# Toronto Math Forum

## MAT244--2018F => MAT244--Tests => Term Test 2 => Topic started by: Victor Ivrii on November 20, 2018, 05:45:04 AM

Title: TT2-P2
Post by: Victor Ivrii on November 20, 2018, 05:45:04 AM
Consider equation

y'''+y''  -y'-y= 8e^{-t}.
\label{2-1}

(a)  Write a differential equation for the Wronskian of $y_1,y_2,y_3$, which are solutions for homogeneous equation and solve it.

(b)  Find fundamental system $\{y_1,y_2,y_3\}$ of solutions for homogeneous equation, and find their Wronskian. Compare with (a).

(c) Find the general solution of (\ref{2-1}).
Title: Re: TT2-P2
Post by: Tzu-Ching Yen on November 20, 2018, 07:02:49 AM
a)
$\frac{dW}{W} = -1 dt$
$W = e^{\int -1 dt} = ce^{-t}$

$r^3 + r^2 - r - 1 = (r^2 - 1)(r+1) = (r+1)^2(r-1)$
$r = 1, -1$ where $-1$ is a repeated eigenvalue, hence the solutions are
$y_1 = e^{-t}, y_2 = te^{-t}, y_3 = e^t$
After some row operations,
$W = e^{-t}det \bigl(\left[ {\begin{array}{ccc} 1 & t & 1 \\ 0 & 1 & 2 \\ 0 & -2 & 0 \\ \end{array} } \right]\bigr) = 4e^{-t}$
This agree with part a) where $c = 4$

c) Since $e^{-t}, te^{-t}$ are solutions to homogeneous equation, the form of particular solution is $At^2e^{-t}$, where
$L''(-1) = -4$
$AL''(-1) = 8, A = -2$
Hence the solution is
$y = c_1e^{-t} + c_2te^{-t} + c_3e^t - 2t^2e^{-t}$
Title: Re: TT2-P2
Post by: Blair Zhang on November 20, 2018, 07:24:29 AM
I also got c=4 for part b. But I am curious is there any relation between part b and c.

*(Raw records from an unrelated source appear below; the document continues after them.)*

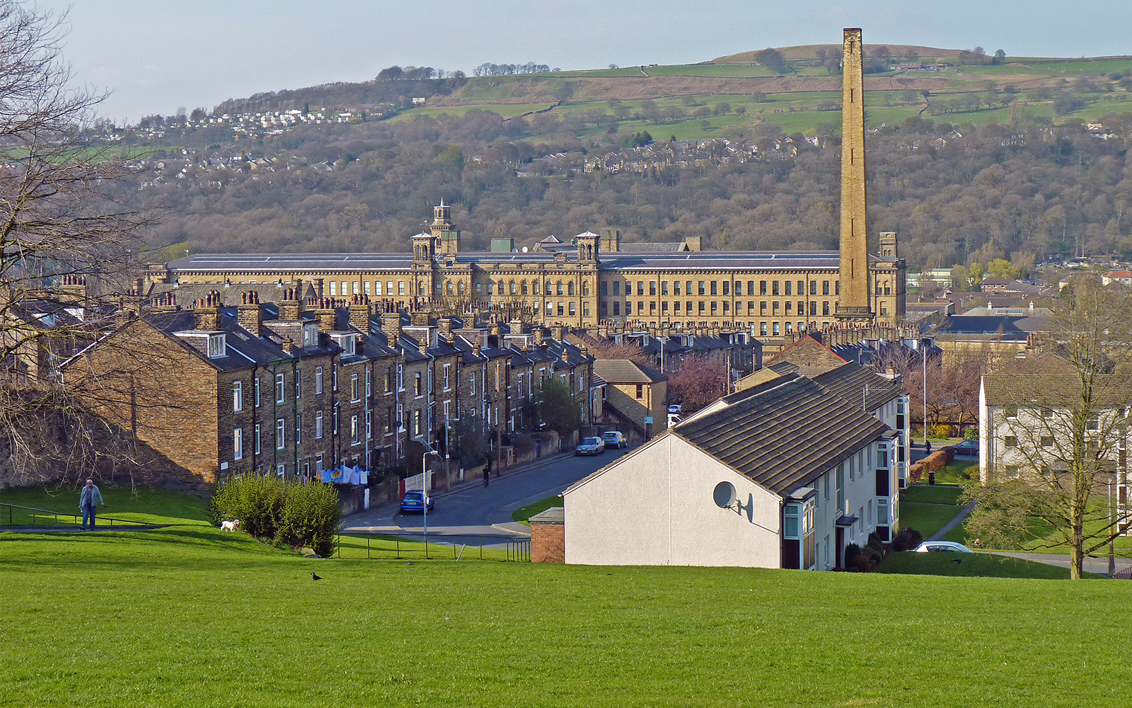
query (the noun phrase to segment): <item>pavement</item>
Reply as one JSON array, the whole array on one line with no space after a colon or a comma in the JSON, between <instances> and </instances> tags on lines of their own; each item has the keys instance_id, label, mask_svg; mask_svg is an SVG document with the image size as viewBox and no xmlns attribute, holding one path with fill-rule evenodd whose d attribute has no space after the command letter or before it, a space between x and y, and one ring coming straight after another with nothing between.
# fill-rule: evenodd
<instances>
[{"instance_id":1,"label":"pavement","mask_svg":"<svg viewBox=\"0 0 1132 708\"><path fill-rule=\"evenodd\" d=\"M573 452L558 453L492 475L487 487L481 478L475 478L453 485L452 491L434 489L435 506L427 514L428 532L461 538L481 535L529 538L531 528L513 521L512 511L561 494L566 487L634 449L607 450L586 458L574 457ZM342 526L354 532L421 534L424 521L424 514L404 514L394 502L350 514ZM504 543L504 538L497 541Z\"/></svg>"}]
</instances>

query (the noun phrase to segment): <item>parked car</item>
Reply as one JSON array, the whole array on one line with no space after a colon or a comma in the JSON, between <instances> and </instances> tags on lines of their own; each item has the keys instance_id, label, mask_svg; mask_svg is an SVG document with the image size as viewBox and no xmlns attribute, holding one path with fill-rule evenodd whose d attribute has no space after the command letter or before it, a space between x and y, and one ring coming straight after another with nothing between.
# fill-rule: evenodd
<instances>
[{"instance_id":1,"label":"parked car","mask_svg":"<svg viewBox=\"0 0 1132 708\"><path fill-rule=\"evenodd\" d=\"M606 447L627 447L629 444L629 440L620 430L602 433L601 442L606 443Z\"/></svg>"},{"instance_id":2,"label":"parked car","mask_svg":"<svg viewBox=\"0 0 1132 708\"><path fill-rule=\"evenodd\" d=\"M405 492L405 495L401 497L401 511L419 511L424 512L424 493L420 489L414 489ZM432 495L428 497L428 510L432 511Z\"/></svg>"},{"instance_id":3,"label":"parked car","mask_svg":"<svg viewBox=\"0 0 1132 708\"><path fill-rule=\"evenodd\" d=\"M600 454L606 451L606 443L600 437L583 437L574 449L574 454Z\"/></svg>"},{"instance_id":4,"label":"parked car","mask_svg":"<svg viewBox=\"0 0 1132 708\"><path fill-rule=\"evenodd\" d=\"M977 458L979 457L979 441L964 440L955 445L955 454Z\"/></svg>"},{"instance_id":5,"label":"parked car","mask_svg":"<svg viewBox=\"0 0 1132 708\"><path fill-rule=\"evenodd\" d=\"M917 553L975 553L963 544L953 540L926 540L916 547Z\"/></svg>"}]
</instances>

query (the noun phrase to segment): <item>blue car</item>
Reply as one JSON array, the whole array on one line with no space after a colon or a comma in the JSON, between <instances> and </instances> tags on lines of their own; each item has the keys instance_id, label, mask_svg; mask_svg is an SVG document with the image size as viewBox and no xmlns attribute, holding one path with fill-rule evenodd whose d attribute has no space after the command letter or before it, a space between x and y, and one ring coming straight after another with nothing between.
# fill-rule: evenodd
<instances>
[{"instance_id":1,"label":"blue car","mask_svg":"<svg viewBox=\"0 0 1132 708\"><path fill-rule=\"evenodd\" d=\"M405 495L401 497L401 511L419 511L424 513L424 493L420 489L413 492L405 492ZM432 497L428 497L428 510L432 511Z\"/></svg>"}]
</instances>

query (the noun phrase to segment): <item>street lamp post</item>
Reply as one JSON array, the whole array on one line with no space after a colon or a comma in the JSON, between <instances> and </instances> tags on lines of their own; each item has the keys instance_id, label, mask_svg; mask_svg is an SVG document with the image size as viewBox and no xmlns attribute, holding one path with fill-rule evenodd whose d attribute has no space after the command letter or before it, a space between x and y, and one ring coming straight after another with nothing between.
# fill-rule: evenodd
<instances>
[{"instance_id":1,"label":"street lamp post","mask_svg":"<svg viewBox=\"0 0 1132 708\"><path fill-rule=\"evenodd\" d=\"M426 449L424 453L421 455L421 488L424 489L424 498L421 500L421 501L424 502L424 557L427 558L428 557L428 500L429 500L429 489L428 489L428 468L424 467L424 466L428 463L428 457L430 454L435 454L437 457L440 457L440 453L437 452L436 450L432 450L431 447L429 447L428 443L424 443L424 449Z\"/></svg>"}]
</instances>

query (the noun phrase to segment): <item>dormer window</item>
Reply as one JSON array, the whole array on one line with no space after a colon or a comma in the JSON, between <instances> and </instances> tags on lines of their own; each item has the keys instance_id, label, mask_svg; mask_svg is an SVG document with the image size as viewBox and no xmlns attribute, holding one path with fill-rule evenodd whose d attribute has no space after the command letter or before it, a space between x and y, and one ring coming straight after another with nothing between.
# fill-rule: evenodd
<instances>
[{"instance_id":1,"label":"dormer window","mask_svg":"<svg viewBox=\"0 0 1132 708\"><path fill-rule=\"evenodd\" d=\"M302 348L318 347L318 325L314 322L302 325Z\"/></svg>"},{"instance_id":2,"label":"dormer window","mask_svg":"<svg viewBox=\"0 0 1132 708\"><path fill-rule=\"evenodd\" d=\"M228 356L228 342L223 332L208 335L208 358L220 359Z\"/></svg>"},{"instance_id":3,"label":"dormer window","mask_svg":"<svg viewBox=\"0 0 1132 708\"><path fill-rule=\"evenodd\" d=\"M342 348L342 356L352 357L355 351L353 334L333 334L334 343Z\"/></svg>"}]
</instances>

My first attempt was using variation of parameter to solve instead of set a particular solution.
Title: Re: TT2-P2
Post by: Boyu Zheng on November 20, 2018, 07:38:42 AM
$$a)w=ce^{-\int p(t) \mathrm{d}t}=ce^{-\int 1\mathrm{d}t}=ce^{-t}$$
$$b)\gamma^3+\gamma^2-\gamma-1=0$$
\begin{align*}
(\gamma-1)(\gamma^2+2\gamma+1)=0\\
\gamma_1=1,\gamma_2=\gamma_3=-1\\
yc(t)=c_1e^t+c_2e^{-t}+c_3e^{-t}t
\end{align*}
\begin{align*}
w&=      \begin{vmatrix}
e^t   &      e^{-t}       &te^{-t}\\
e^t   &      -e^{-t}       &e^{-t}-te^{-t}\\
e^t   &      e^{-t}       &-2e^{-t}+te^{-t}
\end{vmatrix}
=e^t(-e^{-t}(-2e^{-t}+te^{-t})-e^{-t}(e^{-t}-te^{-t}))\\
&-e^t(e^{-t}(-2e^{-t}+te^{-t})-e^{-t}(te^{-t}))+e^t(e^{-t}(e^{-t}-te^{-t})+e^{-t}(te^{-t}))\\
&=4e^{-t}
\end{align*}
\centerline{Compared with(a),c=4}
\begin{align*}
c) yp(t)&=At^2e^{-t}\\
y'p(t)&=2Ate^{-t}-At^2e^{-t}\\
y''p(t)&=A(-4e^{-t}t+2e^{-t}+e^{-t}t^2)\\
y'''p(t)&=A(6e^{-t}t-6e^{-t}-e^{-t}t^2)\\
y'''+y''&-y'-y=8e^{-t}
\end{align*}
$$6Ae^{-t}t-6Ae^{-t}-Ae^{-t}t^2-4Ae^{-t}+2Ae^{-t}+Ae^{-t}t^2-2Ate^{-t}+At^2e^{-t}-At^2e^{-t}=8e^{-t}$$
$$-4A=8$$
$$A=-2$$
$$y(t)=c_1e^t+c_2e^{-t}+c_3e^{-t}t-2e^{-t}$$
Title: Re: TT2-P2
Post by: Tzu-Ching Yen on November 20, 2018, 07:45:15 AM
Blair, I don't think there should be any relationship between b) and c). Since Wronskian is only dependent on solutions to homogeneous equation while particular solution is dependent on g(t) ($8e^t$ in this case). Not sure thou.